TestMu AI startet Agent Assurance zur Überprüfung von KI-Agenten vor deren Bereitstellung

19.08.2026

Das neue Produkt verifiziert sowohl die KI-Agenten, die mit Kunden kommunizieren, als auch jene, die auf Systemen agieren; dabei generiert es Testszenarien direkt aus dem Code, bewertet jede Aktion anhand realer Belege und meldet eine Verifizierungslücke für alle Vorgänge, die nicht überprüft werden konnten

SAN FRANCISCO und NOIDA, Indien, 19. August 2026 /PRNewswire/ -- TestMu AI (ehemals LambdaTest), die weltweit erste Plattform für Quality Engineering auf Basis von agentenbasierter KI, kündigt Agent Assurance an – ein Produkt, das entwickelt wurde, um die Frage zu beantworten, vor der heute jedes Entwicklungsteam steht, das KI-Agenten bereitstellt: Kann dieser Agent sicher versendet werden?
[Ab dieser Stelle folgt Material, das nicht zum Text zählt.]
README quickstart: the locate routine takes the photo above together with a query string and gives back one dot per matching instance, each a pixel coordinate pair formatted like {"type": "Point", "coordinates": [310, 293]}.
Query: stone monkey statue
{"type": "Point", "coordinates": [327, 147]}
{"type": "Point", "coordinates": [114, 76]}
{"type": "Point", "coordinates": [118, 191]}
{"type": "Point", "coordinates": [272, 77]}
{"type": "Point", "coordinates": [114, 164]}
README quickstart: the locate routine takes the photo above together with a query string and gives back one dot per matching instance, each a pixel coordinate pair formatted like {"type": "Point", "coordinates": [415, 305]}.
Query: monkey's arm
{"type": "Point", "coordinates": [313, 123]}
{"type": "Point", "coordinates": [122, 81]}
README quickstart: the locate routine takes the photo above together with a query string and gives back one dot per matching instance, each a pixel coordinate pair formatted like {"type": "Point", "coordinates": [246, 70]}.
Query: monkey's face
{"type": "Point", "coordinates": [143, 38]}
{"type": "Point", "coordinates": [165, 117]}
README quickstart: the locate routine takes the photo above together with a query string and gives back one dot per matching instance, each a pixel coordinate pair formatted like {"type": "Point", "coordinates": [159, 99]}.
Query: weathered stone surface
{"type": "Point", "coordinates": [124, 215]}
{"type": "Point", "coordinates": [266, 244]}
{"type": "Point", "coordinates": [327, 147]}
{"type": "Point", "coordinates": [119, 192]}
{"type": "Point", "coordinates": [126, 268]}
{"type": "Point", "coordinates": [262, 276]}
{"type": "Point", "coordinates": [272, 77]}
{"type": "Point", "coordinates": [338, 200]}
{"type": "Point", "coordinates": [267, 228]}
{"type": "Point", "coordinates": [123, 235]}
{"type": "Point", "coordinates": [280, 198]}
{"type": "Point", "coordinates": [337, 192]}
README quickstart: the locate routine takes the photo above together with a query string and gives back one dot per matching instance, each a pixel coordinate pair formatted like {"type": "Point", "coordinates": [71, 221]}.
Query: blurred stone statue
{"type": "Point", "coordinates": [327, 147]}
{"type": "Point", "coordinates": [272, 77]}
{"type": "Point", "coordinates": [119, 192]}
Agent Assurance deckt beide Arten von Agenten in einem Produkt ab: die Kategorie Konversationsagent – in der Agenten für die Interaktion mit Menschen über Chat, Sprache, Telefon, Video und Bilder bewertet werden – sowie die neue Kategorie Autonomer Agent, in der Agenten überprüft werden, die in Systemen agieren: Aufrufe von Tools, das Schreiben vo n Dateien, der Aufruf von APIs und das Erstellen von Pull-Requests.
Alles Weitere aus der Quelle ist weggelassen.